In my own garden, I had plants that were very wilted during these hot afternoons, and yet I knew the plants did not need watering. The soil was moist, but it was just too hot for the plants to take up the amount of water they needed. They were transpiring more water from their leaves than they could absorb. A quick fix that I often used on hot afternoons was to spray the foliage of wilted leaves with water, and that would usually revive them. While this is not a long term fix, it does work temporarily and usually one spraying with water in the afternoon would keep the plants from wilting that day.
Cut Back Old Flowers
A new plant for me this year was Digiplexis ‘Illumination Flame’, and it performed magnificently all during the months of June and July. It produced tall stately stems of light brown and rose colored flowers and was a favorite of hummingbirds. As I removed some of the old stems, I noticed in a short time that there were new stems emerging from where I made the cut. I left some of the flower stems on the plants, even though there were only blooms at the top, as I wanted garden visitors to see this new plant with some flowers. However, it is now time to remove the stems, and fertilize the plant with rose fertilizer to encourage new growth and new flowers. Many annual plants, like zinnias, cosmos, cleome, and salvia, to name a few, would benefit from the same procedure. Carefully remove the old flower stems and then fertilize. Be especially careful with salvia as the stems are quite fragile and easily break.

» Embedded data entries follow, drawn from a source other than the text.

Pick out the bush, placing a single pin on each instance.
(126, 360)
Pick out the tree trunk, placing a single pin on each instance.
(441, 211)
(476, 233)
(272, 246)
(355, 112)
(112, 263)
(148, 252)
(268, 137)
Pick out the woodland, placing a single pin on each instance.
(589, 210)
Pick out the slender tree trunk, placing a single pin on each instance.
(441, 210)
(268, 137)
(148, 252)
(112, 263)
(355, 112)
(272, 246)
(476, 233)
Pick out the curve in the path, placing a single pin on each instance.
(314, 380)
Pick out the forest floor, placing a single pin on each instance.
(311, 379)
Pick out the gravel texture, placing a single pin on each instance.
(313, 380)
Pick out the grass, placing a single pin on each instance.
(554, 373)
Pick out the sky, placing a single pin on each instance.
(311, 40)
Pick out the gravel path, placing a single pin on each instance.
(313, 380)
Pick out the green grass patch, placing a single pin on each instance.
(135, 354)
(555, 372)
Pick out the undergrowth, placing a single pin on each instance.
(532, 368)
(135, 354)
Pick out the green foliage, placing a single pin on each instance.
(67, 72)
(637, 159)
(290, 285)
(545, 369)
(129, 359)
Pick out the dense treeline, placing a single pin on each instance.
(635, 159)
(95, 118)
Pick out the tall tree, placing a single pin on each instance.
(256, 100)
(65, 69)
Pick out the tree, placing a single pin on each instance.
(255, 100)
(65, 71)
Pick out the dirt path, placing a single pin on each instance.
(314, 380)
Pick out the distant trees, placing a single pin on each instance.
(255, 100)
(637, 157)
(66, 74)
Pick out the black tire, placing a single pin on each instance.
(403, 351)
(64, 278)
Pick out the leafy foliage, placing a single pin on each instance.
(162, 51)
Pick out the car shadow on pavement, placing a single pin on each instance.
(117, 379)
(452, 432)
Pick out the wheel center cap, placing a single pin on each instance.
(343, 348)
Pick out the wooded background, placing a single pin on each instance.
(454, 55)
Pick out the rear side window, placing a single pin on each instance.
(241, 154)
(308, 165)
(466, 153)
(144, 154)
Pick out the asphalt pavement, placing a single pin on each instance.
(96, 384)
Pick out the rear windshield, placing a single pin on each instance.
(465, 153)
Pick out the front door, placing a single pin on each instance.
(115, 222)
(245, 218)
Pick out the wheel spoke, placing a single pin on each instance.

On a recent visit to a local garden center, I noticed that they have many annuals in gallon-size containers that were in full bloom. If you have some empty spaces in your flower beds, an addition of some new blooming plants can provide instant color. Using Black Gold Waterhold Cocoblend Potting Soil would be a good addition at this time of year to help the soil around these new plants retain moisture. With a few days of regular watering, these new plants will look as though they have been in your garden beds all summer!
Remove Old Foliage
In addition to the tired look of some plants, with the hot sun that we have had, there were plants in my garden that had leaves that were actually burnt by the sun. The leaves scorched in spite of the fact that I was giving the plants extra water. My large Gunnera leaves scorched even though the plant is in the shade, it had plenty of water, and I sprayed the leaves several times during the hot sunny days. Some of my container plants that are sun-loving could not take the afternoon heat and their leaves scorched, too. It surprised me that this happened on some Cannas; in the many years I have grown them, I have never seen their leaves scorched by the sun. I have since added Black Gold Just Coir as mulch in some of my containers to give the soil some additional moisture-retaining capability.
Roses have generally thrived throughout this season. On a recent visit to the International Rose Test Garden at Portland’s Washington Park, I do not recall ever seeing such an array of color during the summer. With adequate water and removing the old flower stems, roses can provide a continuous show of color even in heat. This is the time to add a final application of rose fertilizer as mid-August is generally recognized as the time for the final application of fertilizer for the year.
Late summer is a good time to walk through the garden and take notes on plants that have thrived and those that have not. Then make additions or deletions as necessary. I think every gardener learns something new about plants and their own garden every year. Whereas a gardener might wishfully think the garden is complete, it never is. The garden is constantly evolving as we as gardeners are also evolving. As many gardeners would say: “There is always room for another plant”!